29 July 1997

The Democratic Party Regrets Court of Appeal Decision on Legality of Provisional Legislature

Democratic Party Chairman Martin Lee and party Legal Affairs Spokesman Albert Ho today expressed strong regret at the ruling by Hong Kong's 3-judge Court of Appeal that the legality of the Provisional Legislative Council (PLC) appointed by China cannot be challenged in Hong Kong courts. While conceding that the Provisional Legislature may not be properly constituted under Article 68 of the Basic Law, which requires the "Legislative Council of the Hong Kong Special Administrative Region shall be constituted by election," presiding Justice Patrick Chan declared that "there is simply no basis" under which a regional court could rule on a matter decided in a resolution earlier this year by the National People's Congress (NPC). Justice Chan stated that "The PRC is the sovereign of the Special Administrative Region (SAR). I would accept that the SAR cannot challenge a decision and resolution of the NPC." Justice Nazareth said that "This court has no jurisdiction to question the legality of the Provisional Legislative Council. The PLC was validly appointed. The appointments were ratified by the NPC's decision."

Martin Lee commented:

"We are obviously very disappointed with the Court of Appeal's decision that the establishment of the Provisional Legislature is an act of the sovereign which cannot be challenged in Hong Kong courts. This case raises very serious implications for the future of Hong Kong's rule of law and autonomy.
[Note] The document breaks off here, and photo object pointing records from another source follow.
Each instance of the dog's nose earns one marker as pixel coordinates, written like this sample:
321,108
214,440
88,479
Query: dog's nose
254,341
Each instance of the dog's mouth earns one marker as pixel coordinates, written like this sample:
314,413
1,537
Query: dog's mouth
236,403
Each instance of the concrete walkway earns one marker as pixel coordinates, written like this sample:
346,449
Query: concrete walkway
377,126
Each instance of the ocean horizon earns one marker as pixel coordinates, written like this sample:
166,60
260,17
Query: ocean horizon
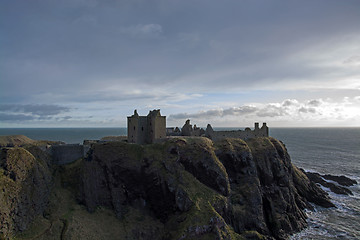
324,150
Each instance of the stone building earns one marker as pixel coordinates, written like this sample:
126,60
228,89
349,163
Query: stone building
246,134
146,129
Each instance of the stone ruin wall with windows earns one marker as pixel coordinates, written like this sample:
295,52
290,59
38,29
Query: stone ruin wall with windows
146,129
151,128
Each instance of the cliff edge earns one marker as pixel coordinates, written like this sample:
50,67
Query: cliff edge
181,188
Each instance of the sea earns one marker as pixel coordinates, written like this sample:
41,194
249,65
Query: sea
333,151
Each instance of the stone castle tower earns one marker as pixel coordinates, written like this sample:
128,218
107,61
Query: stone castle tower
146,129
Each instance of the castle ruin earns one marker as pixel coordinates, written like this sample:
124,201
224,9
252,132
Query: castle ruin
146,129
246,134
150,128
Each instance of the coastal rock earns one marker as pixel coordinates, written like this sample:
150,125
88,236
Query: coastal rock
179,188
320,179
25,183
249,186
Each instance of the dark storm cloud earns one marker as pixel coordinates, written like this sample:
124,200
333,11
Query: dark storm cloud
64,46
5,117
42,110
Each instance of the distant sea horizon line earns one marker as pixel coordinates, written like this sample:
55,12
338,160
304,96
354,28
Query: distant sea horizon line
173,126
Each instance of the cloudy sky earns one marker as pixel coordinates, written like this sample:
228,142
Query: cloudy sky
90,63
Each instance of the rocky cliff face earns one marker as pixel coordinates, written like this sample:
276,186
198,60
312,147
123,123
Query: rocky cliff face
25,183
195,188
181,188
In Hong Kong, we have the common law -- which was expressly held today by the Court of Appeal to continue. And yet under the common law, courts have the jurisdiction to interpret all the laws of Hong Kong, including Hong Kong's constitution, the Basic Law. Therefore, under the common law, our courts should have jurisdiction to decide whether the appointment of the Provisional Legislative Council is or is not in conformity with the Basic Law. And if the Provisional Legislature is in violation of the Basic Law, this could not be cured by the NPC other than by amendment to the Basic Law.

In mainland China, they do not have the common law, so they do things by interpretation and resolution, which is foreign to our legal system. But this is not Hong Kong's rule of law. There must be a basic flaw if the Chinese Central Government can ignore the Basic Law at will and Hong Kong courts cannot do anything about it. We cannot have a 'common law with Chinese characteristics' -- if 'one country, two systems' is to be at all meaningful, Hong Kong's autonomy and the jurisdiction of our courts must be maintained."

Albert Ho stated:

"There is real potential for the wrong message to be sent to China that the NPC can make decisions -- even those expressly in contravention of the Basic Law -- which cannot be challenged in Hong Kong courts. The court's decision shows the 'one country, two systems' arrangement has a legal fault which allows China's parliament to make a number of important decisions which may not be questioned by Hong Kong's courts."